Au deuxième acte, il met en pratique ses observations, avec l’oiseau. Au troisième, il confirme. Le discours adressé à Brünnhilde n’est pas équivoque "Sei mein !" (Sois à moi). Brünnhilde résiste et ça finit par l’ennuyer. Elle demande le mariage en revêtant cet habit de mariée ridicule, mais demandant le mariage, elle ne fait qu’appliquer les runes (voir épisode de Wotan avec Fricka au deuxième acte de Walküre) qu’elle transmet à Siegfried. Mais Siegfried on l’a vu, est rétif à l’éducation : il sera rétif au runes comme au reste. Mal éduqué, le Siegfried de Castorf est un violent, un mauvais garçon, de la graine de terroriste : violent avec Mime (c’est habituel), pas très sympathique avec le Wanderer dont il brise la lance à mains nues (encore là, pas de besoin de Notung), plus sympathique avec les animaux (oiseaux, crocodiles…Il dit d’ailleurs à Mime : "Alle Tiere sind mir teurer als du") qu’avec Brünnhilde, sans doute à cause de ses contacts étroits avec la nature…

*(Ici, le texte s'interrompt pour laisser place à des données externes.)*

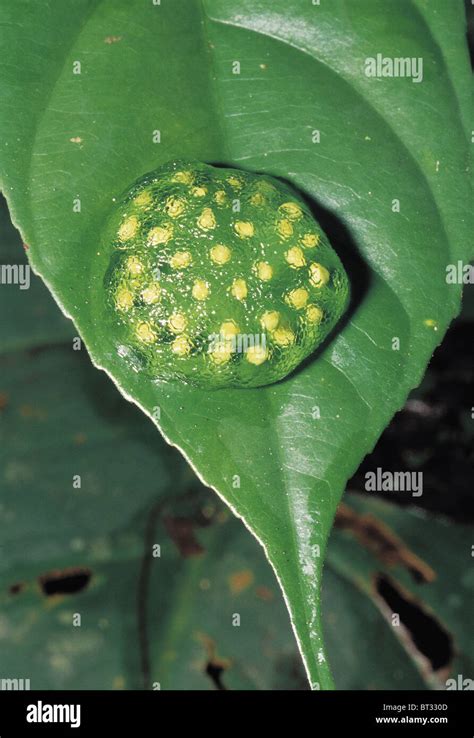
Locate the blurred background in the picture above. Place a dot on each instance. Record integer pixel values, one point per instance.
(119, 570)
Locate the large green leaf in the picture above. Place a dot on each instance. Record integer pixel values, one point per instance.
(169, 67)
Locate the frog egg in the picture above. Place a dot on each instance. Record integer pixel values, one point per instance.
(204, 295)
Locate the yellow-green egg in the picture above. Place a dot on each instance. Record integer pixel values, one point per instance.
(200, 292)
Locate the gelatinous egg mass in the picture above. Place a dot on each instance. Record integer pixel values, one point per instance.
(219, 277)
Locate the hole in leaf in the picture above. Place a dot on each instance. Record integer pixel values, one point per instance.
(67, 581)
(427, 636)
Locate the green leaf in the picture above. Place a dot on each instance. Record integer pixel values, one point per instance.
(69, 138)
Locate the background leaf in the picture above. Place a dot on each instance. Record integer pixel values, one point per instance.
(169, 67)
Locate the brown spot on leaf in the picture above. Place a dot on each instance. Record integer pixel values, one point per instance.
(380, 540)
(182, 533)
(423, 635)
(215, 666)
(240, 580)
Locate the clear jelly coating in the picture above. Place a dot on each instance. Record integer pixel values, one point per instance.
(219, 277)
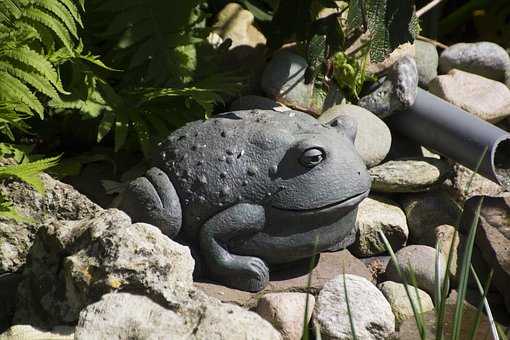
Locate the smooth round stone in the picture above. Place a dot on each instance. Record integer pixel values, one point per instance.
(370, 311)
(399, 301)
(484, 58)
(419, 261)
(285, 311)
(397, 92)
(485, 98)
(426, 211)
(284, 80)
(409, 175)
(379, 214)
(373, 139)
(427, 60)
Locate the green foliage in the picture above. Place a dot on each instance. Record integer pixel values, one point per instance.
(349, 73)
(28, 172)
(389, 23)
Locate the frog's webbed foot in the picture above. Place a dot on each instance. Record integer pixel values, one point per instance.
(240, 272)
(152, 199)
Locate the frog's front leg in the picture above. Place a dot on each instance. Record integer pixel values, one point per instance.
(152, 199)
(241, 272)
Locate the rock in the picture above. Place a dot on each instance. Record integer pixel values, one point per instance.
(466, 184)
(293, 277)
(285, 312)
(409, 175)
(409, 331)
(443, 236)
(22, 332)
(373, 320)
(421, 261)
(404, 50)
(59, 201)
(379, 214)
(397, 92)
(484, 58)
(253, 102)
(425, 211)
(485, 98)
(89, 258)
(236, 23)
(284, 80)
(377, 266)
(399, 301)
(492, 237)
(427, 60)
(373, 140)
(8, 287)
(113, 317)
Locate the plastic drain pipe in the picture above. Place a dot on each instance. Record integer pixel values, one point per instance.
(458, 135)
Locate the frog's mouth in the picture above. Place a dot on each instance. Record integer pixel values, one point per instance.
(345, 204)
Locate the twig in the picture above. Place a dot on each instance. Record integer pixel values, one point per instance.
(432, 41)
(427, 7)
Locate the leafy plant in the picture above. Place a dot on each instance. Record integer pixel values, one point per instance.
(29, 172)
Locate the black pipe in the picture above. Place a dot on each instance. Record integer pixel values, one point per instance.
(458, 135)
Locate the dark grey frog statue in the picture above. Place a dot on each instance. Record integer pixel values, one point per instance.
(253, 188)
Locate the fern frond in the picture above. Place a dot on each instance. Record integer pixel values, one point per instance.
(42, 17)
(12, 89)
(38, 62)
(29, 172)
(34, 79)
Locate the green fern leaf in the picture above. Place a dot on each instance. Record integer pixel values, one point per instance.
(13, 89)
(36, 80)
(75, 12)
(37, 15)
(58, 9)
(33, 59)
(29, 172)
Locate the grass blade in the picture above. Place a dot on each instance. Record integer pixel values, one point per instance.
(417, 316)
(464, 273)
(483, 303)
(351, 321)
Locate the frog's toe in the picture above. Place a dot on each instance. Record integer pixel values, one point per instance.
(152, 199)
(253, 274)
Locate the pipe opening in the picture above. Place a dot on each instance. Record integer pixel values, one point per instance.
(502, 163)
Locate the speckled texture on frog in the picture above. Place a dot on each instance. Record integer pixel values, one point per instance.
(253, 188)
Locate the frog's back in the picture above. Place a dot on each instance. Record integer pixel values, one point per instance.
(226, 159)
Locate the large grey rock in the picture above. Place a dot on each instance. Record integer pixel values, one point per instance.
(250, 102)
(284, 80)
(426, 211)
(409, 175)
(400, 303)
(484, 58)
(28, 332)
(466, 184)
(59, 201)
(286, 311)
(397, 92)
(483, 97)
(373, 140)
(427, 60)
(236, 23)
(373, 320)
(128, 316)
(420, 261)
(377, 214)
(86, 259)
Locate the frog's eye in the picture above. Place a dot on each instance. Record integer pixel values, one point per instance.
(311, 157)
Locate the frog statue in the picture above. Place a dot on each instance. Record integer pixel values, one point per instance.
(253, 188)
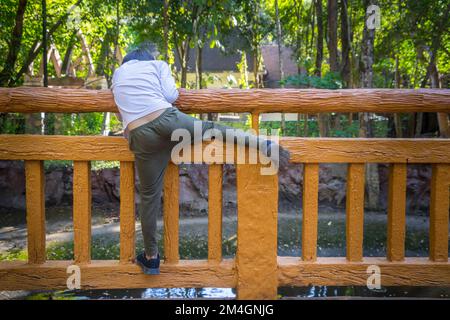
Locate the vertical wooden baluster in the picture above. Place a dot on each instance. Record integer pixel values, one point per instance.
(310, 211)
(82, 211)
(215, 213)
(396, 212)
(127, 214)
(35, 199)
(256, 261)
(440, 182)
(255, 121)
(355, 211)
(171, 214)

Dès Götterdämmerung, il n’a qu’une envie, fuir, là-bas fuir, avec sa Kalachnikov tant l’ennui guette. Brünnhilde fait des réussites, pendant qu’il médite, appuyé sur son arme, renfrogné. Le philtre d’oubli que lui fait boire Hagen a un effet immédiat : le retour à son naturel un peu sauvage et débridé face à la gent féminine. Avant le philtre, il envoyait Gutrune vexée s’occuper de Grane, le philtre à peine bu, il se jette sur elle, et l’honore sauvagement contre la caravane, puis après l’avoir consommée, demande à Gunther son nom. Devenu Gunther (un Gunther qui ressemble et à Hagen et à Wotan) face à Brünnhilde, il la projette violemment contre la caravane, à en déformer les parois. Il arborera d’ailleurs désormais le costume noir des Gibichungen et notamment de Hagen, il en est devenu par son éducation et son comportement le digne membre. En lui faisant boire le philtre, Hagen le fait passer dans le camp d’Alberich, sans amour, mais avec l'anneau qu’inexplicablement il récupère auprès de Brünnhilde.

Violence encore au troisième acte contre le pauvre hère qui squatte l’ex-sanctuaire vaudou avec sa compagne qui l’intéresse au plus haut point, lutinant la compagne, il assène quelques coups bien ciblés au pauvre type laissé à terre, dans une scène qui rappelle étrangement la scène de Don Giovanni et Masetto, la jeune Zerline (ou son double) intervenant ensuite pour soigner son compagnon mal en point. Ce Siegfried n’a donc pas de grande psychologie, déterminé exclusivement par la loi du plus fort et par le sexe, immédiat et brutal. L’état de nature, l’état sauvage : aucune éducation, ni l’idéologie, ni les runes n’a eu prise sur cet être sans foi ni loi. Si à la fin du deuxième acte de Götterdämmerung, il faut tuer le soldat Siegfried, sa mort ne laissera aucun regret. Telle est la loi du monde déterminée par les idéologies et le dévoiement de la culture et des cultures.